What KeyClaw Protects Against
- Secrets in your codebase being sent to AI APIs
- API keys, tokens, and credentials leaking through CLI or IDE traffic
- Accidental exposure of
.envfiles, config files, and hardcoded credentials
Non-Goals And Limits
- A compromised local machine
- Traffic that never uses the KeyClaw proxy or targets hosts outside the configured intercept lists
- Perfect secret detection across every provider, credential format, or prompt phrasing
- Side-channel leakage such as exact secret-length preservation
Trust Boundary
The trust boundary is your machine. KeyClaw only protects traffic that a supported client actually routes through the local proxy. The CA certificate is generated locally and never leaves your machine.

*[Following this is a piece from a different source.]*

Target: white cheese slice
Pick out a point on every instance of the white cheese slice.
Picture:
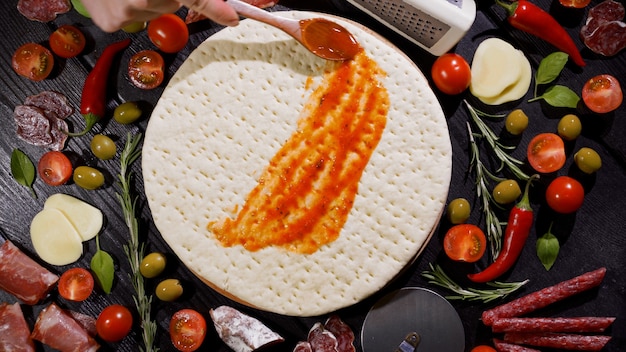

The encrypted vault and its machine-local key stay on disk locally unless you explicitly override the key with KEYCLAW_VAULT_PASSPHRASE. Secret detection, placeholder generation, and reinjection all happen in-process.
Project Structure
src/
├── main.rs # Entry point
├── lib.rs # Module declarations
├── allowlist.rs # Operator-controlled allowlist logic
├── audit.rs # Persistent JSONL audit log writes
├── certgen.rs # Runtime CA certificate generation
├── config.rs # Env + TOML configuration
├── entropy.rs # High-entropy token detection
├── gitleaks_rules.rs # Bundled gitleaks rule loading + native regex compilation
├── pipeline.rs # Request rewrite pipeline
├── placeholder.rs # Placeholder parsing, generation, and resolution
├── redaction.rs # JSON walker + notice injection
├── vault.rs # AES-GCM encrypted secret storage
├── proxy.rs # Proxy server entrypoint + handler wiring
├── proxy/
│ ├── common.rs # Shared host checks, response helpers, and logging
│ ├── http.rs # HTTP request/response interception
│ ├── streaming.rs # SSE frame resolution and buffering
│ └── websocket.rs # WebSocket message redaction and resolution
├── launcher.rs # CLI surface and subcommand dispatch
├── launcher/
│ ├── bootstrap.rs # Processor/bootstrap setup and launched-tool wiring
│ └── doctor.rs # Operator health checks
├── logscrub.rs # Log sanitization
└── errors.rs # Error types and codes
gitleaks.toml # Bundled detection rules compiled by gitleaks_rules.rs
Additional Docs
| Doc | Purpose |
|---|---|
| docs/README.md | Entry point for deeper documentation |
| docs/architecture.md | Request/response flow, module map, and design decisions |
| docs/configuration.md | Full config file and environment variable reference |
| docs/secret-patterns.md | Supported secret categories and custom-rule guidance |
| docs/threat-model.md | Threat model, trust boundary, and non-goals |
| CLAUDE.md | Agent guide for Claude Code |
| AGENTS.md | Agent guide for Codex |
Contributing
See CONTRIBUTING.md for local development, validation, release, and documentation expectations.